Uh huh. Transforming a semifeudal backwater into a modern state, laying the foundations of a successful command economy, implementing the most progressive social laws of his time... fucking reactionary indeed.
Abood wrote:He took power and didn't bare losing it.
First of all, Lenin was hardly a dictator and there were times when his ideas were rejected. Second, even if he had been a dictator, in what way does this make his policies reactionary? The dictatorship of Ataturk was more progressive than a democratic regime at the time could have been.
Abood wrote:Whenever the workers revolted, he crushed them on the claim that "it's for the workers' own good."

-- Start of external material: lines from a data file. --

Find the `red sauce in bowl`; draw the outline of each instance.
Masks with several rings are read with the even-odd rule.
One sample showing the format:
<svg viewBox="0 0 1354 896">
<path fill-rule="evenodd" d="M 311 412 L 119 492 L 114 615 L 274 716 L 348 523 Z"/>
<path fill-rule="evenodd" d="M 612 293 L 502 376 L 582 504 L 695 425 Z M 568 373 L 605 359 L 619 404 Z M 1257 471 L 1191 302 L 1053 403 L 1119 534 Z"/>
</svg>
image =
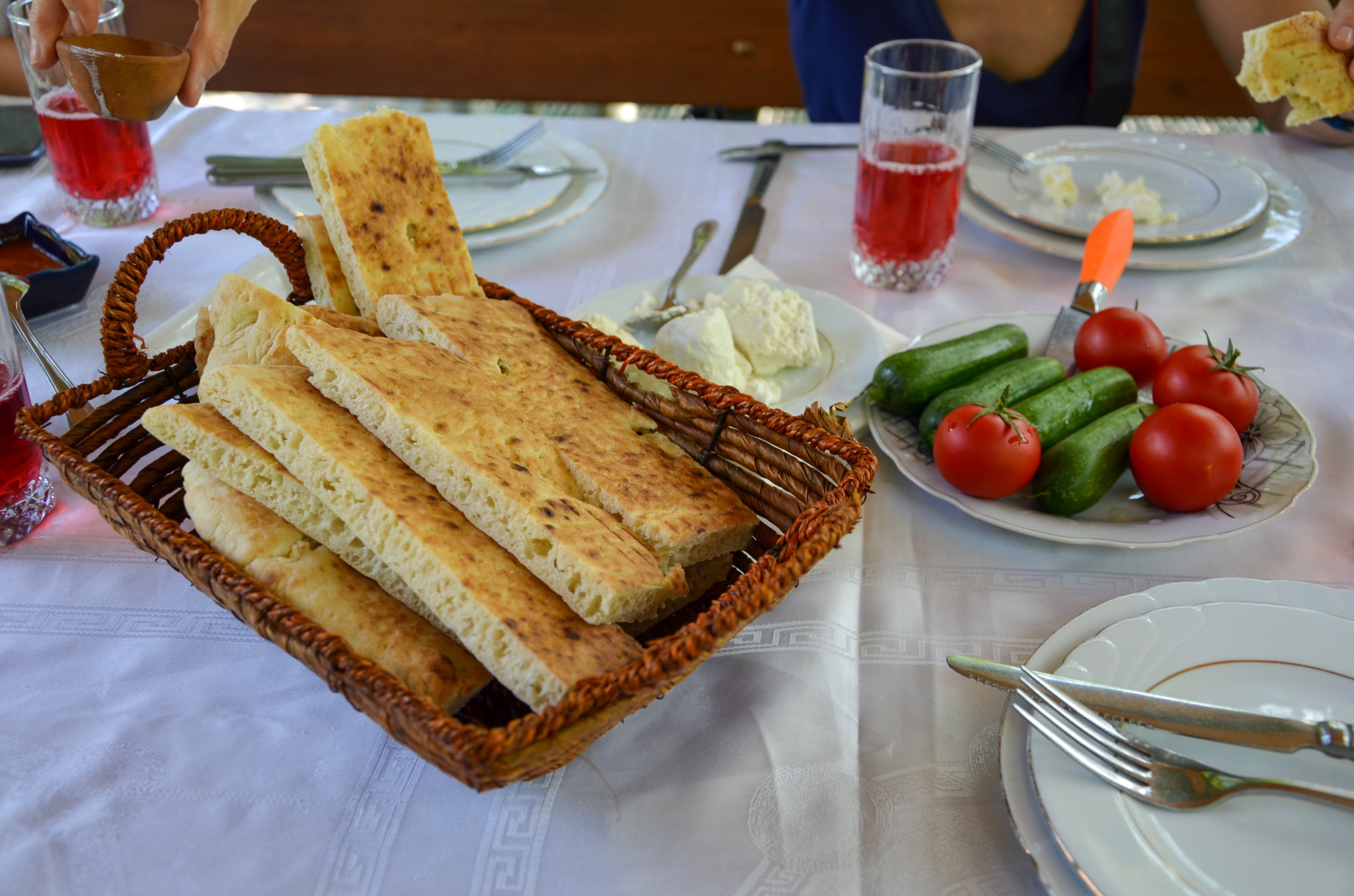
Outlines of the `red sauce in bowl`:
<svg viewBox="0 0 1354 896">
<path fill-rule="evenodd" d="M 64 267 L 66 267 L 65 261 L 47 254 L 24 237 L 11 240 L 9 242 L 0 242 L 0 271 L 5 273 L 26 277 L 38 271 Z"/>
</svg>

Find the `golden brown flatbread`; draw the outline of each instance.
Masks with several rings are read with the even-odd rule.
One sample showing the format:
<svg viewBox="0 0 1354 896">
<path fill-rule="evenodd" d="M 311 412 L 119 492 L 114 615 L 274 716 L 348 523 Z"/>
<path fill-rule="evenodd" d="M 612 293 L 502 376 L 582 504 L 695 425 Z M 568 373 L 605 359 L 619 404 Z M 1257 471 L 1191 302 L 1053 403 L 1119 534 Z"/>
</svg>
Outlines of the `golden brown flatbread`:
<svg viewBox="0 0 1354 896">
<path fill-rule="evenodd" d="M 1258 103 L 1286 96 L 1289 127 L 1354 110 L 1350 54 L 1326 41 L 1328 27 L 1320 12 L 1300 12 L 1242 35 L 1246 55 L 1236 83 Z"/>
<path fill-rule="evenodd" d="M 203 541 L 416 694 L 452 713 L 489 684 L 464 647 L 272 510 L 192 462 L 183 483 Z"/>
<path fill-rule="evenodd" d="M 559 449 L 584 495 L 613 513 L 665 563 L 691 566 L 741 551 L 757 516 L 550 337 L 515 302 L 385 296 L 382 330 L 440 345 L 498 386 Z"/>
<path fill-rule="evenodd" d="M 584 501 L 554 443 L 451 352 L 332 328 L 294 328 L 287 346 L 321 393 L 589 623 L 649 619 L 686 594 L 681 566 L 665 570 Z"/>
<path fill-rule="evenodd" d="M 222 367 L 199 393 L 341 517 L 517 697 L 540 709 L 639 655 L 615 625 L 581 620 L 307 375 Z"/>
<path fill-rule="evenodd" d="M 294 226 L 306 249 L 306 273 L 310 275 L 310 291 L 315 302 L 344 314 L 362 314 L 348 290 L 348 279 L 343 275 L 338 253 L 329 240 L 324 215 L 297 215 Z"/>
<path fill-rule="evenodd" d="M 380 110 L 321 125 L 305 164 L 363 314 L 389 292 L 483 295 L 422 119 Z"/>
</svg>

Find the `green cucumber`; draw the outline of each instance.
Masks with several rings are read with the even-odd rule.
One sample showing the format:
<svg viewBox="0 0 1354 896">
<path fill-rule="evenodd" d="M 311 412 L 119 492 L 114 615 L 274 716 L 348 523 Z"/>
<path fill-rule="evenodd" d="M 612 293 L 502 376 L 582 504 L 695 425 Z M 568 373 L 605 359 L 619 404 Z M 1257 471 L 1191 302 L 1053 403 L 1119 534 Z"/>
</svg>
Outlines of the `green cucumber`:
<svg viewBox="0 0 1354 896">
<path fill-rule="evenodd" d="M 1082 426 L 1137 401 L 1137 383 L 1118 367 L 1097 367 L 1017 403 L 1039 430 L 1040 448 L 1048 451 Z"/>
<path fill-rule="evenodd" d="M 1044 452 L 1030 491 L 1048 513 L 1070 517 L 1105 497 L 1128 470 L 1128 445 L 1156 405 L 1112 410 Z"/>
<path fill-rule="evenodd" d="M 1014 323 L 998 323 L 955 340 L 890 355 L 875 368 L 865 397 L 902 417 L 915 417 L 946 388 L 998 364 L 1029 355 L 1029 336 Z"/>
<path fill-rule="evenodd" d="M 979 374 L 974 379 L 946 388 L 944 393 L 930 399 L 926 410 L 917 421 L 926 444 L 936 441 L 936 430 L 945 414 L 963 407 L 964 405 L 992 405 L 1009 387 L 1010 395 L 1006 403 L 1014 405 L 1018 401 L 1041 393 L 1049 386 L 1062 383 L 1064 378 L 1063 365 L 1051 357 L 1018 357 L 1006 361 L 992 369 Z"/>
</svg>

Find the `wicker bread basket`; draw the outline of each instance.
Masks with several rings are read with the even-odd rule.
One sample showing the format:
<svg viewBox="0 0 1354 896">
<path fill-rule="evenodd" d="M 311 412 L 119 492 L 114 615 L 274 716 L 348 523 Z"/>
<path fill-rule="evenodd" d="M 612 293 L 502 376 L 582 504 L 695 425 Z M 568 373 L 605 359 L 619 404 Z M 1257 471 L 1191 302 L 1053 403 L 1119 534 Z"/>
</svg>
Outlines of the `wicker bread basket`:
<svg viewBox="0 0 1354 896">
<path fill-rule="evenodd" d="M 114 529 L 168 560 L 215 602 L 309 666 L 393 738 L 473 788 L 485 790 L 535 778 L 570 762 L 774 606 L 860 518 L 876 467 L 875 456 L 860 443 L 483 283 L 490 298 L 528 309 L 581 364 L 642 407 L 661 432 L 733 487 L 765 522 L 747 552 L 735 559 L 728 579 L 646 633 L 646 650 L 630 666 L 580 682 L 539 713 L 496 682 L 448 716 L 359 658 L 341 637 L 269 594 L 180 525 L 185 520 L 180 474 L 184 457 L 160 444 L 139 420 L 149 407 L 195 401 L 192 344 L 152 359 L 138 349 L 133 329 L 137 292 L 150 264 L 175 242 L 209 230 L 236 230 L 257 238 L 287 269 L 290 300 L 310 299 L 301 241 L 280 222 L 240 210 L 169 222 L 127 256 L 108 287 L 102 325 L 107 374 L 22 411 L 19 430 L 42 448 L 72 489 L 99 506 Z M 638 390 L 608 359 L 666 379 L 677 387 L 676 398 L 668 401 Z M 68 409 L 119 390 L 66 434 L 45 429 L 47 421 Z"/>
</svg>

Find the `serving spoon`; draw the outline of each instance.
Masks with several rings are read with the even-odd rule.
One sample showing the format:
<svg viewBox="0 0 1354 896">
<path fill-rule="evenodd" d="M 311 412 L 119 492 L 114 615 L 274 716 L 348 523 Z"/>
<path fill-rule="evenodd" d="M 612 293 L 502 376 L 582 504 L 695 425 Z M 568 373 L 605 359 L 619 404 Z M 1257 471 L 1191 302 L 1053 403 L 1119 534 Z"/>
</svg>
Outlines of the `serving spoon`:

And it was. Had the RSFSR fallen, the poor, oppressed, etc. peasants would have suffered more than they had suffered under the most draconian of Lenin's policies.
Abood wrote:I think Lenin was a reactionary in crushing opposition I believe was more progressive.
What progressive opposition? The peasant utopianism of left SRs? In any case, none of the opposition parties and movement could ever have formed a regime, so the question of how progressive that regime would have been is moot. Not to mention that they were a threat to the existing progressive regime.
Citizen J wrote:Only that which cannot be assailed is worthy of inclusion in the body of scientific knowledge.
What can't be assailed usually isn't fit to be in elementary school textbook, since including it would be an insult to the pupils' intelligence. Science isn't founded on tautologies.